これは、組織が情報セキュリティリスクを特定し、そのリスクを低減するための対策を計画・実行し、評価・改善する一連のプロセス(PDCAサイクル)が確立されていることを示します。しかし、認証はあくまで「仕組み」の適切性を評価するものであり、個々のシステムに「脆弱性が全くない」ことや、特定の製品(暗号モジュールなど)が「適切に実装されている」ことを直接保証するものではありません。
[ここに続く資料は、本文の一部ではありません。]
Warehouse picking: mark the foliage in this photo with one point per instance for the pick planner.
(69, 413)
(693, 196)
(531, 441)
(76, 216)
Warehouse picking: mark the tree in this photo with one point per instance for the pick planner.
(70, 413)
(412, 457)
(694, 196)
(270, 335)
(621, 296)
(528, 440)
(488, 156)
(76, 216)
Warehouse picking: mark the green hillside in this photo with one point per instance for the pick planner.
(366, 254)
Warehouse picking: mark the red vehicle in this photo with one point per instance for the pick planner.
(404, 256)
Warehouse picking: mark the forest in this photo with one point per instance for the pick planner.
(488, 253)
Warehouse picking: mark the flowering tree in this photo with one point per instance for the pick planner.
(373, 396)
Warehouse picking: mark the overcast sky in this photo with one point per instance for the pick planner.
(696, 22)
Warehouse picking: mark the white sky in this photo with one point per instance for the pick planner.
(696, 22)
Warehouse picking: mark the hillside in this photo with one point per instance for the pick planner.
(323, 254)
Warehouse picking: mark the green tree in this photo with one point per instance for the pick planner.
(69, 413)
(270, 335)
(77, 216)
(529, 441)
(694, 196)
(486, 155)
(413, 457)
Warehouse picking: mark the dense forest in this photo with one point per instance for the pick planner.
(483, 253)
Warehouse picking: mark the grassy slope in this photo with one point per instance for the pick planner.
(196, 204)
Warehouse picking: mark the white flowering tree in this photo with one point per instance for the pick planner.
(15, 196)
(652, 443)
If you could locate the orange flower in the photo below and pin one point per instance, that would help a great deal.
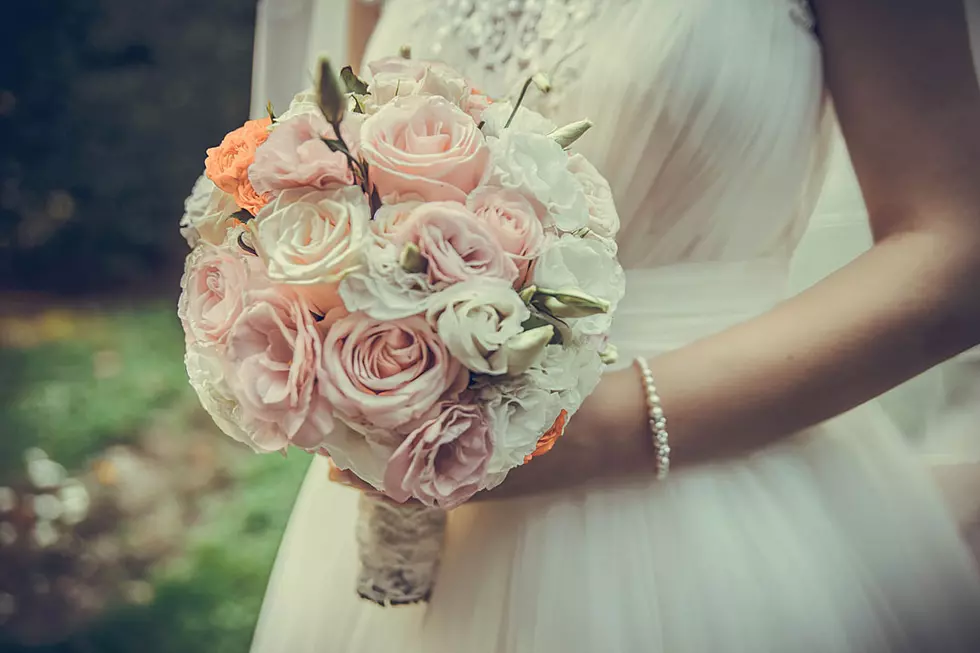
(227, 165)
(547, 441)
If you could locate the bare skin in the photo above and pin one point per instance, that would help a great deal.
(907, 98)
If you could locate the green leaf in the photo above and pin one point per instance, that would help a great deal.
(358, 105)
(335, 145)
(329, 98)
(352, 82)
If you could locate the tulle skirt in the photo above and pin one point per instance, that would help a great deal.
(834, 540)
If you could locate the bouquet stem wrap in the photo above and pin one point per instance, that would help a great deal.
(399, 546)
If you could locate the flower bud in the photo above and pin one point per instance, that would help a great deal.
(525, 349)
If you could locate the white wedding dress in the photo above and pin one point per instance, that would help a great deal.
(711, 125)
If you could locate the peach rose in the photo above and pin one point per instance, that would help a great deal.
(227, 165)
(424, 146)
(455, 243)
(444, 461)
(386, 374)
(514, 222)
(296, 156)
(274, 353)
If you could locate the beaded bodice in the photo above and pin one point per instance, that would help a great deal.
(707, 112)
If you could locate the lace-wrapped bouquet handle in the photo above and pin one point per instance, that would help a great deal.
(409, 278)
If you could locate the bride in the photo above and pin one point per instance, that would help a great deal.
(794, 516)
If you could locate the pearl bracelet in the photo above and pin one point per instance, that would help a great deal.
(657, 420)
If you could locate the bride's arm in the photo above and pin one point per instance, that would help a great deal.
(361, 18)
(908, 101)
例えば、ISMS認証を受けた企業でも、新しいシステムの導入や設定ミスによって一時的に脆弱性が発生する可能性はありますし、個々の製品の品質保証はISMSの範囲外です。したがって、選択肢bだけがISMS認証から判断できる内容として適切です。
ア(a):
ISMS認証は、組織が情報セキュリティを管理する「仕組み」を評価するものであり、個々のシステムに「脆弱性が全くないこと」を直接保証するものではありません。システムは常に変化するため、脆弱性が完全にゼロであると断言することはできません。
ウ(b, c):
選択肢bはISMS認証から判断できる内容ですが、選択肢cの「暗号モジュールの適切性」は、ISMS認証が直接保証する範囲ではありません。ISMSはあくまで情報資産を管理するためのプロセスや体制を評価するため、特定の製品の機能実装を直接保証するものではないからです。
エ(c):
ISMS認証は、組織の情報セキュリティ管理体制の適合性を評価するものであり、組織が提供する個々の製品やサービス(暗号モジュールなど)の機能が適切に実装されていることを直接保証するものではありません。製品の品質や機能の保証は、別途の評価基準や認証制度に該当します。
難易度
ISMS認証の基本的な理解が問われる問題です。ISMSが「情報セキュリティを管理する仕組み」を評価するものであり、「個別の脆弱性や製品の品質を直接保証するものではない」という点を正確に把握していれば、比較的容易に正解できます。ITパスポート試験では頻出するテーマの一つなので、ISMSの定義や範囲をしっかり学習しておくことが、このタイプの問題を解く上でのポイントになります。
用語補足
ISMS:
Information Security Management Systemの略で、組織が情報セキュリティを管理するための仕組みのことです。例えば、会社の機密情報を守るために「誰が」「何を」「どのように」管理するかというルールや体制を整えることです。
情報資産:
組織にとって価値のある情報や、その情報を扱うシステム全般を指します。例えば、顧客リストや会計データといったデジタル情報だけでなく、それらが保存されているパソコンやサーバー、紙の書類なども情報資産に含まれます。
脆弱性:
システムやソフトウェア、運用方法などに存在するセキュリティ上の弱点のことです。例えば、鍵が壊れやすいドアや、パスワードが簡単な設定になっていることなどが脆弱性に当たります。
暗号モジュール:
情報を暗号化・復号化する機能を持つハードウェアやソフトウェアの部品のことです。例えば、USBメモリのデータを自動で暗号化する機能や、安全な通信を行うための特定のチップなどがこれに該当します。
対策
この問題を解くためのポイントは、ISMS(情報セキュリティマネジメントシステム)の認証が「何を保証するのか」を正確に理解することです。ISMS認証は、情報セキュリティを管理するための「仕組み」が国際規格に適合していることを評価するものであり、個別のシステムに脆弱性が全くないことや、特定の製品の機能が保証されていることとは異なります。
いわば、「情報セキュリティに関する交通ルールがきちんと整備されているか」をチェックするもので、「すべての車が事故を起こさない」と保証するものではないと考えると分かりやすいでしょう。この点を押さえることで、迷わずに正しい選択肢を選べるようになります。